21 вандемьера (12 октября) Революционный комитет 4-го округа распорядился арестовать Легрэ, президента клуба. 22 вандемьера в заседании клуба была оглашена рукопись № 27 «Народного трибуна» и письмо Бабёфа, извещавшего об его разрыве с издателем «Народного трибуна», депутатом Жиффруа. Клуб постановил отпечатать номер газеты вместе с письмом.
Это постановление дало повод к новым репрессиям, о которых Конвент был оповещен Мерленом из Тионвиля в заседании от 9 брюмера. «…Бабёф, — заявил Мерлен, — укрылся в недрах «избирательного клуба», где он произнес речь еще более демагогическую, чем его первое выступление. Клуб заслушал ее и постановил напечатать от своего имени». Согласно закона Комитет общей безопасности предписал арестовать Бабёфа, президента клуба и его секретарей за то, что они подписали это постановление, и наложить печать на все бумаги клуба.
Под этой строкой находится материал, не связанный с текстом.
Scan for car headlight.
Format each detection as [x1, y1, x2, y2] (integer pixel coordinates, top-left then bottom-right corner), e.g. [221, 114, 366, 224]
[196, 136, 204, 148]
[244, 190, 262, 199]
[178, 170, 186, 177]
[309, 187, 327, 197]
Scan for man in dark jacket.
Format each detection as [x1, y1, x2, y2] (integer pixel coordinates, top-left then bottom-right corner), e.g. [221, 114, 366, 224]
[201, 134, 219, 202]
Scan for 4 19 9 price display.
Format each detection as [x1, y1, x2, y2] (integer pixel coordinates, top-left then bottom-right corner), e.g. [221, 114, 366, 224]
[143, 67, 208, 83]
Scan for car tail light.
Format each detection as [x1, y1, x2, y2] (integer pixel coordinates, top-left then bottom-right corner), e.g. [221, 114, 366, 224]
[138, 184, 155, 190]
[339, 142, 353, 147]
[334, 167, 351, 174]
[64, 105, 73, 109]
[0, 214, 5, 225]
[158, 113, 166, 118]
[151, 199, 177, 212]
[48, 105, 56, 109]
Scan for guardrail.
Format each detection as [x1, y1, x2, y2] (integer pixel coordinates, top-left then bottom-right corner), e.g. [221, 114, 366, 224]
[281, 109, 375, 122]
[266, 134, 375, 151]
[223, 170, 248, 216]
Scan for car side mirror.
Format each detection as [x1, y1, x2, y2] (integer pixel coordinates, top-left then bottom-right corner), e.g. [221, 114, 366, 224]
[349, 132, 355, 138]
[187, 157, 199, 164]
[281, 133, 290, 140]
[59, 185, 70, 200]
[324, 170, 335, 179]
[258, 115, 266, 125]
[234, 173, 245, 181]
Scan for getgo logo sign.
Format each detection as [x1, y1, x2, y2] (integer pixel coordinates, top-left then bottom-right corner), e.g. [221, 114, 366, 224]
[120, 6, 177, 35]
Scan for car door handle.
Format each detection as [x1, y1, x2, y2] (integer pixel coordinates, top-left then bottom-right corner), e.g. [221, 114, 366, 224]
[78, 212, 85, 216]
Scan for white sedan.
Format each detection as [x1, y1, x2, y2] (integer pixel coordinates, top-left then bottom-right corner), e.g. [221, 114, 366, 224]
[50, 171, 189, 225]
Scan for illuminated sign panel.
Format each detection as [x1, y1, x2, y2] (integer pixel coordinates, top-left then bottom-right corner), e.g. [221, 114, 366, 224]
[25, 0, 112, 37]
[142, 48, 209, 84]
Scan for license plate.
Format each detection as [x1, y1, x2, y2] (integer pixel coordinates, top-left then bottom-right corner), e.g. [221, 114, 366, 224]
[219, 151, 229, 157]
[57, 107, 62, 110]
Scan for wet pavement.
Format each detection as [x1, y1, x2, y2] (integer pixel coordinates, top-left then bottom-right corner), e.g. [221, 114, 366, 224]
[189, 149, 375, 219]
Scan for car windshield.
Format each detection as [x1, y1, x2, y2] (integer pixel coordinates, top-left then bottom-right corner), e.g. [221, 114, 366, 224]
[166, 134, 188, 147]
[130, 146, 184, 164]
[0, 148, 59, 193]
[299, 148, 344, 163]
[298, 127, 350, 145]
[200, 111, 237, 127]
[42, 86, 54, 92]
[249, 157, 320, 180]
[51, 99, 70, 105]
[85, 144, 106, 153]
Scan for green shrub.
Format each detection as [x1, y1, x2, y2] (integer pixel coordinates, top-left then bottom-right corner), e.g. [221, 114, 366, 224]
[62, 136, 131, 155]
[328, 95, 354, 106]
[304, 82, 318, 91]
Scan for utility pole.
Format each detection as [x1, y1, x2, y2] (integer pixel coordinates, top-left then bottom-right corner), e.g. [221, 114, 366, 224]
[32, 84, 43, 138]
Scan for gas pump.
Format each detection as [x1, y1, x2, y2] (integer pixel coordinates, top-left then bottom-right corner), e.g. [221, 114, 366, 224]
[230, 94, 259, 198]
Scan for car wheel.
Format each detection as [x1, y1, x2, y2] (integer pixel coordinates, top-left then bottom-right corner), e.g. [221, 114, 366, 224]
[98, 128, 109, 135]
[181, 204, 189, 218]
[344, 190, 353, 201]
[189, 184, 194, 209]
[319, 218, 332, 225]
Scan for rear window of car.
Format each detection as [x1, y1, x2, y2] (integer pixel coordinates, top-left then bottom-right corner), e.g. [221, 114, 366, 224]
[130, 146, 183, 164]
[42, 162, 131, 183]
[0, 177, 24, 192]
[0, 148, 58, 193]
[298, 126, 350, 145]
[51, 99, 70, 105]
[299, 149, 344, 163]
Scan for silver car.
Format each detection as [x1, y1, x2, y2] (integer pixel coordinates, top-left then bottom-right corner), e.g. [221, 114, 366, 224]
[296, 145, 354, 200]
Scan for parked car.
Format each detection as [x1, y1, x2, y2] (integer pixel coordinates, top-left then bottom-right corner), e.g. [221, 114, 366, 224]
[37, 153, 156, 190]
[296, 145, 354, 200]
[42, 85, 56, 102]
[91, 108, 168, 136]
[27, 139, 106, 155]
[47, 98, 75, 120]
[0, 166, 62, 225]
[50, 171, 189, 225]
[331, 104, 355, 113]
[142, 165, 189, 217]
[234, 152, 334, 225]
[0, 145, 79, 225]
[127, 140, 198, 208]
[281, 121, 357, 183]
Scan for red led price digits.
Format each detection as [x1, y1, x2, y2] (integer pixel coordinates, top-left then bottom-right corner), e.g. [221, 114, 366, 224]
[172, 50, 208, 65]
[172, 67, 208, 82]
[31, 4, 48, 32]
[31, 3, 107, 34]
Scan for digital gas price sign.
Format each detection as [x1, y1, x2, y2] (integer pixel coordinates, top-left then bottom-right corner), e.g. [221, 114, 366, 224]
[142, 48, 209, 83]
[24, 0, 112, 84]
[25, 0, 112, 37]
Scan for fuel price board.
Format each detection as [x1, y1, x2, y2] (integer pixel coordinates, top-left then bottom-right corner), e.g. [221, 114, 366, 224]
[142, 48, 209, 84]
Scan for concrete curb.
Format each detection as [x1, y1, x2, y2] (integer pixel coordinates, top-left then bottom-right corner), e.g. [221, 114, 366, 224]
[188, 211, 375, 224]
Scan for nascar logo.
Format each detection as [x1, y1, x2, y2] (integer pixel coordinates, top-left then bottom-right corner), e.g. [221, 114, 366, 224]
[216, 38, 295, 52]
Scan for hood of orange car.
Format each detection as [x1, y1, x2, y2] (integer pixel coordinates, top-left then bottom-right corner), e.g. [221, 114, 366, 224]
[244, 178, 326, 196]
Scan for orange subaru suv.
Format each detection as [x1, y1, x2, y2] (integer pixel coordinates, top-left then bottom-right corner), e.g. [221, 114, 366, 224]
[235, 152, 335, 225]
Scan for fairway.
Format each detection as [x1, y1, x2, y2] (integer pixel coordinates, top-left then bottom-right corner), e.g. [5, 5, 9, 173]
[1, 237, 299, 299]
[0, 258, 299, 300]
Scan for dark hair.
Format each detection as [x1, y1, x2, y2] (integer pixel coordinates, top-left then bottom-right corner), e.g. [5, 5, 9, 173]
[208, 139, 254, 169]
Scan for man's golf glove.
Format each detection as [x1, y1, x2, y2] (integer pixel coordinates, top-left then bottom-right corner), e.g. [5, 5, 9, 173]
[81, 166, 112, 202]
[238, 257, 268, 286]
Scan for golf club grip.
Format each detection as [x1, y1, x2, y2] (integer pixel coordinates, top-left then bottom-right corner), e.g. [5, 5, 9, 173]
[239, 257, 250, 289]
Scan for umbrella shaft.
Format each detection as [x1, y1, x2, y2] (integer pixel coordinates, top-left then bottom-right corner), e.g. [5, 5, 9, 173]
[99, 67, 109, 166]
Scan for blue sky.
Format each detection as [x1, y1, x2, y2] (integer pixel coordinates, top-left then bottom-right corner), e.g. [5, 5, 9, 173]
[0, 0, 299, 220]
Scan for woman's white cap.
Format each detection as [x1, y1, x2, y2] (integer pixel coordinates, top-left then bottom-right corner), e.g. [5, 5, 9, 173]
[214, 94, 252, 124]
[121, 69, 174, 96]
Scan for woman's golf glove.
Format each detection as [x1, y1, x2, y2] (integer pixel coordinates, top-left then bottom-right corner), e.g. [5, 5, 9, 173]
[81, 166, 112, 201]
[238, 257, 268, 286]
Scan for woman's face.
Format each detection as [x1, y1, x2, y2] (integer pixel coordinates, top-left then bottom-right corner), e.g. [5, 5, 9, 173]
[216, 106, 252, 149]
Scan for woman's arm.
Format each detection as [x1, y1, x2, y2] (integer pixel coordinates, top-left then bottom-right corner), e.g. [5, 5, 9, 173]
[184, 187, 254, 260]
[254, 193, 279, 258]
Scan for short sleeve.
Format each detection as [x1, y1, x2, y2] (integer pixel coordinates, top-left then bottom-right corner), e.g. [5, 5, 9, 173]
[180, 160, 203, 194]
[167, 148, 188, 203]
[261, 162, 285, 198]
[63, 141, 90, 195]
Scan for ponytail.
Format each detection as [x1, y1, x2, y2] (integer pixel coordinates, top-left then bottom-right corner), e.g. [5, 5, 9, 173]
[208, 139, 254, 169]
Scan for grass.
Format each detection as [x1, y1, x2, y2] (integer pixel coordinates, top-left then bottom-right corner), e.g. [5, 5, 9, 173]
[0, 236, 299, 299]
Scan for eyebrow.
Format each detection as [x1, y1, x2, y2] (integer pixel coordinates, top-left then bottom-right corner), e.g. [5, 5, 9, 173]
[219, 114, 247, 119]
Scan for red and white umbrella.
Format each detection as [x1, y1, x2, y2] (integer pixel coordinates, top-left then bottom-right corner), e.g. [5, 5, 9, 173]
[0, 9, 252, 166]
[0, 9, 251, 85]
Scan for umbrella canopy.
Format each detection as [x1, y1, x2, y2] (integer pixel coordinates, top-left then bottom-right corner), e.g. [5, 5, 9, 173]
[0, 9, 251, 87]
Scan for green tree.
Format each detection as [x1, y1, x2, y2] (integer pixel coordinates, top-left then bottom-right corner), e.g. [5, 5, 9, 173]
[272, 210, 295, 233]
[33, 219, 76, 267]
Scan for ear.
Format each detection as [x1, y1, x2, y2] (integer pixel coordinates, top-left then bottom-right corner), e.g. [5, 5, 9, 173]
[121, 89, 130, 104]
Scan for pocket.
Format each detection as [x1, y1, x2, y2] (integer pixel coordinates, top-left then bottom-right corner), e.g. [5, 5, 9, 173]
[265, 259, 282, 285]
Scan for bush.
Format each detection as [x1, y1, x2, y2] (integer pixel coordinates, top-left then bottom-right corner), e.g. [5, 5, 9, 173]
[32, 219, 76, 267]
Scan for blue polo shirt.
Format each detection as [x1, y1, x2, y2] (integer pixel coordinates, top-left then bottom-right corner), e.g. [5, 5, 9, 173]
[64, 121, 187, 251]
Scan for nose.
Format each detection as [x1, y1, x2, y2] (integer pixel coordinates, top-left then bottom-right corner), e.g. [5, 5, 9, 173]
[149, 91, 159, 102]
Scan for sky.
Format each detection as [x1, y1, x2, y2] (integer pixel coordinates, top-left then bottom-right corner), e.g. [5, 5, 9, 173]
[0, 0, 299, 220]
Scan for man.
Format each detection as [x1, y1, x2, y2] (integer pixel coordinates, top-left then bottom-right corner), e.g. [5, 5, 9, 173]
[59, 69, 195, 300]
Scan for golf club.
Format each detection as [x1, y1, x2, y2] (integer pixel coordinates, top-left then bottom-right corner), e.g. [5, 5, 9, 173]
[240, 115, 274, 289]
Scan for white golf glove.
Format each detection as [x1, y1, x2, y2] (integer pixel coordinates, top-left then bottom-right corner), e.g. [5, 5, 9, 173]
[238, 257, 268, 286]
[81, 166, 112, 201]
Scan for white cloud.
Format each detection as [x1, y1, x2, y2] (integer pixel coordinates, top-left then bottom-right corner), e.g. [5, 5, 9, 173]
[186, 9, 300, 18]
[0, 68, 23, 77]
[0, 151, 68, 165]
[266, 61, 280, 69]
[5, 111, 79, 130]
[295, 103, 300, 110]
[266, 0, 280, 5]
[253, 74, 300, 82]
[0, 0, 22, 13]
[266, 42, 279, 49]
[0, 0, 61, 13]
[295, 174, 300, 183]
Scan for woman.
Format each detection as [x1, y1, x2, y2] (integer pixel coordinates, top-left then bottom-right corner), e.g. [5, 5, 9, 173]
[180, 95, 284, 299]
Самый приказ об аресте Бабёфа помечен 23 вандемьера. Приказ предписывает заключить Бабёфа в Люксембургскую тюрьму.
Сравнивая текст приказа с содержанием сообщения, сделанного Мерленом в Конвенте, мы приходим к тому выводу, что Бабёф не был арестован по крайней мере до 5 брюмера. Действительно, в том и в другом случае ничего не говорится о самом факте ареста, речь идет исключительно о приказе, о распоряжении, отданном Комитетом. Если бы Бабёфа удалось арестовать, то об этом несомненно было бы упомянуто в постановлении Комитета общей безопасности от 3 брюмера.
Вернемся, однако, к нашим электоральцам. Клуб все же не был закрыт, хотя бумаги его и подверглись опечатыванию. Мы знаем, что 12 брюмера Бабёф снова появился перед электоральцами. По сообщению газеты «Вечерний вестник», заседания клуба были прерваны после наложения печатей и возобновились в конце брюмера в одной из публичных зал секции Музея. Это было бывшее помещение Кордельерского клуба на Тионвильской улице. Та же газета указывает на то, что в заседаниях клуба принимает участие большое количество бывших якобинцев. Не забудем, что самый якобинский клуб был закрыт 22 брюмера. Поэтому нет ничего невозможного, что к этому времени могло обнаружиться некоторое сближение между якобинцами и электоральцами. Газета «Ведетт» в номере от 30 брюмера прямо говорит об якобинцах, собирающихся в электоральном клубе. «Патриотические и литературные анналы» за тот же день рассказывают об усиленных патрулях, окружающих Лувр — «место, предназначенное для собраний электорального клуба».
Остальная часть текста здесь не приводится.